Plugs : Lesley has an outstanding look at Whitley Streiber's Dreamland show in this week's "Grey Matters". A must read for Coast fans, for sure. Wednesday, Khyron rolls out another "Ghost Files" for your haunting pleasure. Thursday, an amazing Hot Newz I found while cleaning out my attic. Friday, the binnall report, with more mysterious news about the upcoming "BoA:A, Season One". Saturday, the usual hijinks @ BoA and then Sunday we do double time with "Saturday Night Punnett" posted late-night Saturday into Sunday morning and smoker dave on Sunday afternoon. Monday we're back getting ink on our fingers with News Watch.

Of note : We are always looking for new columnists for BoA to expand our horizons, voices, and coverage. Contact yours truly for details if interested. Also, we are looking for someone to transcribe our BoA : Audio MP3s, starting with the X-Conference Sessions. This will require a fair amount of work and therefore will be a "pay by barter" gig. Contact yours truly for details on that as well.

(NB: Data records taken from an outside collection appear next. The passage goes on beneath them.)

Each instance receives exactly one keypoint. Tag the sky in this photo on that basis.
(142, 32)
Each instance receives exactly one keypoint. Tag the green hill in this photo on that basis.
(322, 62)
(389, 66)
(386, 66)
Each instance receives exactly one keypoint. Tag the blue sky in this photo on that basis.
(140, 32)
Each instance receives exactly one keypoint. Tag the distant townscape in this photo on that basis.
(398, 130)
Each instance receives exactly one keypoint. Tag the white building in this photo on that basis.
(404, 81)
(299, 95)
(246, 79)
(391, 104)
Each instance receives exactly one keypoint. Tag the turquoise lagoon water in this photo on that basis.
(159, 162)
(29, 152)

The loathsome work week stretches out across the horizon like a half soused drama queen. Hopefully, I will be able to avoid the pitfalls and praftalls of another week and return refreshed and ready to rock 'n' roll with another edition of "News Watch". Big thanks to Lesley and Khryon for their contributions this week. I'm sure we can all agree that we hope you continue to be safe, be prepared, and be real.